Chasing  Ice

Athena Cinema Athens, OH


Dr. Ryan Fogt

Assistant Professor, Ohio University; Director, Scalia Lab for Atmospheric Analysis


Linda Lilienfeld

Director, "Let’s Talk About Water"

Chasing Ice— Glacial Melting

A discussion of the correlation between glacial melting and patterns of extreme weather and climate change.

Athena Cinema Athens, OH

Film Synopsis

Follow National Geographic photographer James Balog across the Arctic as he deploys time-lapse cameras designed for one purpose: to capture a multi-year record of the world's changing glaciers.

Acclaimed National Geographic photographer James Balog was once skeptical about climate change. But through his Extreme Ice Survey, he discovers definitive evidence of our changing planet. In this documentary, Balog uses time-lapse cameras to capture a multi-year record of the world's glaciers. His videos compress years into seconds and capture ancient mountains of ice in motion as they vanish at an astonishing rate. Traveling with a team across the brutal Arctic, Balog risks his career and his health in pursuit of the biggest story facing humanity. As the debate polarizes America, and the intensity of natural disasters ramps up globally, Chasing Ice depicts a photojournalist on a mission to deliver fragile hope to our carbon-powered planet.

About the Speaker

Dr. Ryan Fogt is a climatologist with a particular research focus on Antarctica. He received a BS in atmospheric sciences, summa cum laude, from Creighton University in 2000. After completing his bachelor’s degree, he worked at Creighton for one semester as a graduate teaching associate. He then obtained his MS and PhD in atmospheric sciences in 2003 and 2007, respectively, from Ohio State University. During his graduate education, Dr. Fogt traveled to Antarctica three times, each visit to work with the forecasters on ice to improve the forecasting model used to support all operations of the US Antarctic Program. While on ice, he also helped with other meteorology projects and installed and upgraded several automatic weather stations on the Ross Ice Shelf, and made a site visit to the South Pole station. After graduate school, Dr. Fogt spent two years as a postdoctoral researcher at the NOAA Earth System Research Laboratory in Boulder, Colorado, working with Drs. Bill Neff, director of the Physical Sciences Division, and Dr. Judith Perlwitz. Currently, he is an assistant professor at Ohio University, where he directs the Scalia Laboratory for Atmospheric Analysis and oversees the meteorology program.
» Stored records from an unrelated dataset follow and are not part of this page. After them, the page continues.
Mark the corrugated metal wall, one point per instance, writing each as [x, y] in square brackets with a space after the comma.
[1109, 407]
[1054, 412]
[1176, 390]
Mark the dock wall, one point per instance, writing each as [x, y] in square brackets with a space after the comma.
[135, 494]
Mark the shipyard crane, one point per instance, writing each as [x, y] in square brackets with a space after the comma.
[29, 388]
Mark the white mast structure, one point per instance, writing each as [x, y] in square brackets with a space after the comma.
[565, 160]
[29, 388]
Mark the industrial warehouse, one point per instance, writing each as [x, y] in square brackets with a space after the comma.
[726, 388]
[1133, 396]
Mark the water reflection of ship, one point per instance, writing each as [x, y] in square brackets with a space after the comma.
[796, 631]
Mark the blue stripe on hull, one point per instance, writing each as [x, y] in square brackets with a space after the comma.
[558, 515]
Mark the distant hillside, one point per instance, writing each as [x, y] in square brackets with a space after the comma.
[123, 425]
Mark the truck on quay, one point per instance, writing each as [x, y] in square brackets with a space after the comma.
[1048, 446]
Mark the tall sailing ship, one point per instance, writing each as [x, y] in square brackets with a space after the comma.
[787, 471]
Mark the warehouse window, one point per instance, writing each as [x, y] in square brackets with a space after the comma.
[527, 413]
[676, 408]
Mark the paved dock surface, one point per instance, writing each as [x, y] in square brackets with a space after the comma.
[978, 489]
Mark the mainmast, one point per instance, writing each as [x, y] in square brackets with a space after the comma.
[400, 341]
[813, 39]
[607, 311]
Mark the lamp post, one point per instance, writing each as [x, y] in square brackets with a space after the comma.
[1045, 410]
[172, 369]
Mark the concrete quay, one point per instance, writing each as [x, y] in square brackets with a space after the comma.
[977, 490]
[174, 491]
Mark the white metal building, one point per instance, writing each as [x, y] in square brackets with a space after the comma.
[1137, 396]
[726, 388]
Dr. Fogt’s work on Antarctic climate variability has been published in the Journal of Climate, Geophysical Research Letters, Weather and Forecasting, and in Science. He currently has over 10 manuscripts published, and has over 300 citations since first publishing in 2004. Since 2008, he has been the editor of the "Antarctic" chapter in the State of the Climate report, issued as a supplement to the Bulletin of the American Meteorological Society in conjunction with NOAA. He was also a contributing author of the 2007 IPCC Fourth Assessment Report.

Linda Lilienfeld
is the creator and project coordinator of Let’s Talk About Water. Linda has 35 years of experience as a film and picture researcher, specializing in science and history on projects ranging from PBS documentaries to museum exhibits and books. She has served for the past 10 years as a research assistant to Peggy Parsons, curator of the Film Program at the National Gallery of Art in Washington, D.C. She has been a member of the steering committee and pre-screening committee for the International Water and Film Events (

In 1992, Lilienfeld was inspired to create the LTAW project while working on an exhibit on global warming at the American Museum of Natural History in New York City. She realized that efforts to solve environmental crises such as global warming were hindered by a lack of clarity in the science and a need to communicate the subject to the public.